The rules require that futures brokers add qualitative requirements for controlling and mitigating risks in futures dealing activities. They will need to set risk limits and conduct due diligence reviews of executing and clearing agents. The rules also proposed guidelines on margin calls in the futures market.

FCA warns on rogue promotions

In the UK, the FCA warned the public about fake financial promotions in the country. The agency said that it had intervened over 4,100 times to withdraw unscrupulous financial promotions. Most of them related with forex and contracts for difference (CFD) trading.

It warned the public to ensure that they did their due diligence before signing up to financial services company. In a statement, the agency’s Director of Enforcement and Market Oversight said:

“We’re doing even more to tackle false claims in adverts, issue prompt warnings to consumers, and we continue to engage with the largest tech and social media platforms as they also play an important part in protecting consumers from online harm.”

SEC crypto regulations

Following the collapse of FTX and Alameda Research, the SEC issued a statement warning about the risks in the industry. The agency, together with the Justice Department are investigating the company. Their concern is on whether FTX illegally took customer deposits and moved them to Alameda Research.

The SEC has made crypto enforcement a major priority. For example, it has increased the enforcement team to 50 members. It has also suggested exchanges like Coinbase and Kraken should obtain licenses since most coins and tokens are securities in its view. A SEC license comes with strict rules.
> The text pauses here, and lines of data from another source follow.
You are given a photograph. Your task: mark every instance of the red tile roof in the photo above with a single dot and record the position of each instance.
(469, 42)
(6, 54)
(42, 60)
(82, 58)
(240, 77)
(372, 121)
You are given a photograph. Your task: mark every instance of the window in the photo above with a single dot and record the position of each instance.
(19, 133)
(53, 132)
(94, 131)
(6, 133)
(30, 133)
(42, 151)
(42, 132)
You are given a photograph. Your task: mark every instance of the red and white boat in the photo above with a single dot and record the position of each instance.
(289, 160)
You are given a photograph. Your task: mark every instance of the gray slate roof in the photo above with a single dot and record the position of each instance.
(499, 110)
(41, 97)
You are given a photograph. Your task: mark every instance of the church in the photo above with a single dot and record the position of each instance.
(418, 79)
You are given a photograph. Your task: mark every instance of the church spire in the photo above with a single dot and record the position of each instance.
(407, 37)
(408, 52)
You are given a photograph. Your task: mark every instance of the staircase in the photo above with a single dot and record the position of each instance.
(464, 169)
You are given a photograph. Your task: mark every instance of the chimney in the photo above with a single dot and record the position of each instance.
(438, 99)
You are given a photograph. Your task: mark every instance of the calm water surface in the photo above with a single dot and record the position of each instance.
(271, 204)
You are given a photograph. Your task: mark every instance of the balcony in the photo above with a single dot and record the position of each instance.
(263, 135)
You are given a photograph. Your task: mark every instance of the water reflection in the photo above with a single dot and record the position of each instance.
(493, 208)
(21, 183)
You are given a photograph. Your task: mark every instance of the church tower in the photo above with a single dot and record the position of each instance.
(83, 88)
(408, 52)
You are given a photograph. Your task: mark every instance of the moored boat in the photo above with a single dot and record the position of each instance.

Meanwhile, the Commodities and Futures Commission (CFTC) argued that regulating cryptocurrencies should not be a one-agency solution. In a statement, Summer Mersinger, a commission of the agency said that they should collaborate with the SEC to ensure the safety of the industry. In a recent statement, a former CFTC commissioner suggested that the two agencies should set up a self-regulatory organization to oversee the industry.

Ireland bankers pay regulations

In Ireland, the government announced measures to loosen caps on bankers pay and bonuses. Like other governments, the Irish government unveiled strict banking rules after the 2008/9 financial crisis. Under these proposals, banks will be allowed to pay bonuses of up to 20,000 euros and other benefits like health insurance. These proposals are meant to make Ireland a great place for bankers.

Treasury Department warns on mixers

In the United States, the Treasury Department warned on money laundering risks paused by crypto mixers. Mixers are financial products that create anonymity in cryptocurrencies by making it harder for law enforcement agencies to have visibility of transfers. In a statement, Treasury’s assistant secretary for terrorism financing said:

“While these services often operate as money transmitters and thus have regulatory reporting obligations, they may deliberately operate in a non-compliant manner to make it more difficult for regulators and law enforcement to trace illicit funds.”

The statement came a few months after the department sanctioned Tornado Cash, a company in the mixer industry.